▪ La chute des cours du pétrole en réaction au séisme japonais n’est qu’une péripétie passagère. Le prix du pétrole est en hausse parce que beaucoup de pays augmentent non seulement leur demande mais aussi leurs réserves de pétrole — du fait de l’incertitude de l’approvisionnement au Proche et Moyen-Orient.
Aux Philippines, par exemple, le gouvernement a récemment demandé aux raffineurs de constituer des réserves pour 90 jours au lieu des 30 jours habituels. D’autres pays et entreprises grandes consommatrices de pétrole agissent de même pour ce qui est de constituer leurs stocks de pétrole.
Alors, quelle information prend le dessus sur l’autre ? La hausse généralisée de la demande de pétrole maintient-elle une augmentation des prix ? Ou bien des événements imprévus continuent-ils à enrayer cette hausse de la demande de pétrole et empêchent les prix d’augmenter ?
La vérité est que cette baisse brutale des cours du pétrole en réaction au séisme japonais est vraisemblablement un phénomène court terme. Il y a une forte dynamique à la hausse des prix du pétrole, attribuable aux problèmes fondamentaux d’approvisionnement — les troubles politiques au Moyen-Orient n’en sont pas les moindres. Nous pourrions assister à une rapide remontée des prix du pétrole due aux inquiétudes concernant la production.
Selon Wang Qingyun, directeur du State Bureau of Material Reserves, la Chine ne dispose que de réserves stratégiques de pétrole équivalentes à 30 jours de consommation. M. Wang affirme que l’objectif de la Chine est de constituer des réserves stratégiques pour 90 jours mais les bureaucrates du ministère de l’énergie travaillent encore à choisir les lieux de stockage et à construire les infrastructures.
La disponibilité et la tarification du pétrole est certainement une source d’inquiétude grandissante pour la Chine, dont les importations quotidiennes de pétrole dépassent celles des Etats-Unis en termes de part de la consommation totale. Aujourd’hui la Chine importe environ 63% de sa consommation quotidienne de pétrole — le double du pourcentage d’il y a dix ans.
A mesure que la consommation de la Chine augmente, la perspective d’un prix du pétrole « élevé de façon permanente » augmente, elle aussi. Cela signifie que les investissements en dollar continueront à affluer dans le secteur de l’exploration pétrolière.

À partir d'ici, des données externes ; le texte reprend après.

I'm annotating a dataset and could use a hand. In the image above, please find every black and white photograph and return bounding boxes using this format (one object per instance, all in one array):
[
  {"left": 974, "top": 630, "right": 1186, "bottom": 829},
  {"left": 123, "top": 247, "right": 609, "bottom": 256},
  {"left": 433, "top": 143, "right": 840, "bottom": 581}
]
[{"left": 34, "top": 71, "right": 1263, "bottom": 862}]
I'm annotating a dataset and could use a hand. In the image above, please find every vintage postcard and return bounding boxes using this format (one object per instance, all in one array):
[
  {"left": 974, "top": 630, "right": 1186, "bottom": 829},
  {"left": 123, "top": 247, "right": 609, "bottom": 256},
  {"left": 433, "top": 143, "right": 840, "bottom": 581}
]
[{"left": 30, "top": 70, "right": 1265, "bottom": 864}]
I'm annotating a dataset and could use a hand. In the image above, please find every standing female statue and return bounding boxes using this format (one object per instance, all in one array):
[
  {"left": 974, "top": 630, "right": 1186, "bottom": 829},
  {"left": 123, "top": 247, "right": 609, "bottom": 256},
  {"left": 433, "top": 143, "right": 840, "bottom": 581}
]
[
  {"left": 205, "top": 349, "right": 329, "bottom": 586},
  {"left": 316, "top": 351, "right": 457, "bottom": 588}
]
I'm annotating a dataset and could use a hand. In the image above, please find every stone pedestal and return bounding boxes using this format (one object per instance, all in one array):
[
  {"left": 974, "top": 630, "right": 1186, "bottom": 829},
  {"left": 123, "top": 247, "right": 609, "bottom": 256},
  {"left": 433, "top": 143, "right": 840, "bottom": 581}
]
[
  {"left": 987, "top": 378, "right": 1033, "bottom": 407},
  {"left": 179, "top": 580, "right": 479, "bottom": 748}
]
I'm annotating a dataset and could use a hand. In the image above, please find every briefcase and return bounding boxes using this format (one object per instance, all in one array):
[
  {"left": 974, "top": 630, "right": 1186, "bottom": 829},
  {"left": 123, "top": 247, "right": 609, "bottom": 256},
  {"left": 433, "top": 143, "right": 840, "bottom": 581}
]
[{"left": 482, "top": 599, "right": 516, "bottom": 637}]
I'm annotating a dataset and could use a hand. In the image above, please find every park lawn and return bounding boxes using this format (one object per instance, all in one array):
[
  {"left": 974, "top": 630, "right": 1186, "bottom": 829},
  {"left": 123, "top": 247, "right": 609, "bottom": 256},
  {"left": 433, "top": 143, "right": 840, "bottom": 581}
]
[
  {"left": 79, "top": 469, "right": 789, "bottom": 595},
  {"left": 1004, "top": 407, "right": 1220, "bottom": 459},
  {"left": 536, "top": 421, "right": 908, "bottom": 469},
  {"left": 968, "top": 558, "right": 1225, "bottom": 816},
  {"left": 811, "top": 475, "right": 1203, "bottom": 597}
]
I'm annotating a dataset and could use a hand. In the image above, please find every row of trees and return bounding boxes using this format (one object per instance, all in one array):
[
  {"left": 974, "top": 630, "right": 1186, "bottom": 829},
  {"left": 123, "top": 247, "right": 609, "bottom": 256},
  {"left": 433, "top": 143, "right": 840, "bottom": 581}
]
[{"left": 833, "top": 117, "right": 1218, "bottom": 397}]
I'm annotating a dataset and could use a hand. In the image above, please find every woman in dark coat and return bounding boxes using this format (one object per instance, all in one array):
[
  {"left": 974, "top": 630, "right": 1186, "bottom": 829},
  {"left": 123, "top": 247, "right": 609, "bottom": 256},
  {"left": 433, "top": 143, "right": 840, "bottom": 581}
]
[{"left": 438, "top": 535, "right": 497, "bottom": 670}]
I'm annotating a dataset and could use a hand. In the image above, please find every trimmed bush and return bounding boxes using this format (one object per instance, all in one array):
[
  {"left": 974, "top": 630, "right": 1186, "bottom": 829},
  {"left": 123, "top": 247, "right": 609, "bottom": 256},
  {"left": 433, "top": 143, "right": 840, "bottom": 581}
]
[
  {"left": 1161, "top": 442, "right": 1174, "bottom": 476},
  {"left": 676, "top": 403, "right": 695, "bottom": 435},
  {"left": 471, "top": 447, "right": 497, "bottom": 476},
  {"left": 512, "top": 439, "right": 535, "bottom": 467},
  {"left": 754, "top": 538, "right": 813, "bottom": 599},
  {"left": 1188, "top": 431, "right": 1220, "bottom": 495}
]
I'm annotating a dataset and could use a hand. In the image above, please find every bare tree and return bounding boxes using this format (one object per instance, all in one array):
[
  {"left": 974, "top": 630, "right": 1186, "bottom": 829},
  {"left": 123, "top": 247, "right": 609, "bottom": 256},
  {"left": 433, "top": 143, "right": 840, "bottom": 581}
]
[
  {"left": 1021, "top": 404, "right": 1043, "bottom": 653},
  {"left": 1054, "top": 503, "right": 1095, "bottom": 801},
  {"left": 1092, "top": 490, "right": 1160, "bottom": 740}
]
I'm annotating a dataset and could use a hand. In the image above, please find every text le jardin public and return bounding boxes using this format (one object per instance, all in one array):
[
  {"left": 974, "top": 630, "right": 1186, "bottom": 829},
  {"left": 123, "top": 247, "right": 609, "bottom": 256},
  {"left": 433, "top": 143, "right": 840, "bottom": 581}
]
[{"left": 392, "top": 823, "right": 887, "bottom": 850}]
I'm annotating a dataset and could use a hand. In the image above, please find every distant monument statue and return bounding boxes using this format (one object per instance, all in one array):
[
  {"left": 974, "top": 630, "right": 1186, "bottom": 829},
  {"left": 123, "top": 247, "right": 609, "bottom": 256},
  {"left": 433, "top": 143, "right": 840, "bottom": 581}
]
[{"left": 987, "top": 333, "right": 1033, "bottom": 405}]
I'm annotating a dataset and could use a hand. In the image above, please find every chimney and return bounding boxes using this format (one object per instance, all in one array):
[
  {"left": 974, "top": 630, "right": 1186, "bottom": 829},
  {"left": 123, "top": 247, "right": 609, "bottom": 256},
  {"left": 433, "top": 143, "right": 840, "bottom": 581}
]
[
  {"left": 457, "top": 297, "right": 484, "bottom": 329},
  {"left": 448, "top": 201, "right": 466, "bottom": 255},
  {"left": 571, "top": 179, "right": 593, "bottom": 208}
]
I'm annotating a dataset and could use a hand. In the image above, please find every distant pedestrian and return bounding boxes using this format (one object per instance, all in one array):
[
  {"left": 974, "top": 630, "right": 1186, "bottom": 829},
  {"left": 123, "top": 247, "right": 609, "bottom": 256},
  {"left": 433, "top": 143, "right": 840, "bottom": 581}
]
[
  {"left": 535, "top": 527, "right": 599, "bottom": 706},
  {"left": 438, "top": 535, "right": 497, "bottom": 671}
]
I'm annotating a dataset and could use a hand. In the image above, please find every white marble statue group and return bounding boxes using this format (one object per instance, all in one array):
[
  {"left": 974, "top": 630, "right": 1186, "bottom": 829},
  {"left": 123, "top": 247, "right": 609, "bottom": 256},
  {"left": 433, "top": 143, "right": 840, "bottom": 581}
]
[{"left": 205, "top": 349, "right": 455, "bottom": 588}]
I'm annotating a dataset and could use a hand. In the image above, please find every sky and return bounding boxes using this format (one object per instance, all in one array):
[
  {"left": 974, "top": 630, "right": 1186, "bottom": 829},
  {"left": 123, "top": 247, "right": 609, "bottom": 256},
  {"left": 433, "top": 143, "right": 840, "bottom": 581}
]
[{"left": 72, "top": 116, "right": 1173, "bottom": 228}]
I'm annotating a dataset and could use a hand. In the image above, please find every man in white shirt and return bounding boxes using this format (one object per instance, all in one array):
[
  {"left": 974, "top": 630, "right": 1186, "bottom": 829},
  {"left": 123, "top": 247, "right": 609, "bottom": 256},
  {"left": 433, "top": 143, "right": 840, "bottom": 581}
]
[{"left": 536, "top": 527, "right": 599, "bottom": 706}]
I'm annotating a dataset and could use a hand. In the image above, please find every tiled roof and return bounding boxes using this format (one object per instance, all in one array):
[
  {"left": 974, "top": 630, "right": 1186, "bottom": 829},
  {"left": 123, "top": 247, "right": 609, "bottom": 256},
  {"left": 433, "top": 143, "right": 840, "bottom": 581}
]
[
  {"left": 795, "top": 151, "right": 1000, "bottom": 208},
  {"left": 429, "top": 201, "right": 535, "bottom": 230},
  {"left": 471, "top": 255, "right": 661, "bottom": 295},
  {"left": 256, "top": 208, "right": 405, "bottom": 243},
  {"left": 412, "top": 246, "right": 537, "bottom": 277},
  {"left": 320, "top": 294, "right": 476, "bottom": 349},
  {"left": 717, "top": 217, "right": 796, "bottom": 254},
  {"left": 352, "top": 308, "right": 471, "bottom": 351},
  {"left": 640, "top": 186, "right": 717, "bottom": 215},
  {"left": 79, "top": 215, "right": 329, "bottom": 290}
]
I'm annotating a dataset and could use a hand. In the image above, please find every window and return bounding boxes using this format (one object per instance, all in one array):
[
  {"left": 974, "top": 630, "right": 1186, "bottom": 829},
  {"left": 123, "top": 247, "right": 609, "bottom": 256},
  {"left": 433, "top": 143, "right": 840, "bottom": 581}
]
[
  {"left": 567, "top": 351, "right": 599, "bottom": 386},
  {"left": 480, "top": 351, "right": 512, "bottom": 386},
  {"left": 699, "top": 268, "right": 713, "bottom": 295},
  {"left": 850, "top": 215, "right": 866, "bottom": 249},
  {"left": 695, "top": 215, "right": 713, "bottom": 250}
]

Ainsi, ces cinq dernières années nous avons vu environ 100 nouvelles plates-formes auto-élévatrices et navires de forage en eaux profondes sortir des chantiers navals du monde entier. Ces navires représentent plus de 40 milliards de dollars en investissements nouveaux. En outre, il y a l’effet multiplicateur des navires nouvellement construits sur les commerçants, les constructeurs d’équipements, les aciéries et jusqu’aux mines de fer.
▪ Entre temps, une frénésie d’embauches a lieu chez Halliburton. L’entreprise vient d’annoncer qu’elle recrutera près de 5 000 nouveaux géologues et ingénieurs dans le monde entier. Flûte ! Même moi, je réponds couramment à des annonces de chercheurs de tête en quête de géologues.
Tout cela semble être des nouvelles d’investissement très positives pour l’industrie pétrolière. Mais il faut tenir compte d’autres éléments également. Quel est le bénéfice de tous ces investissements et embauches ? Assistons-nous à un « retour en énergie » pour tous ces nouveaux investissements ?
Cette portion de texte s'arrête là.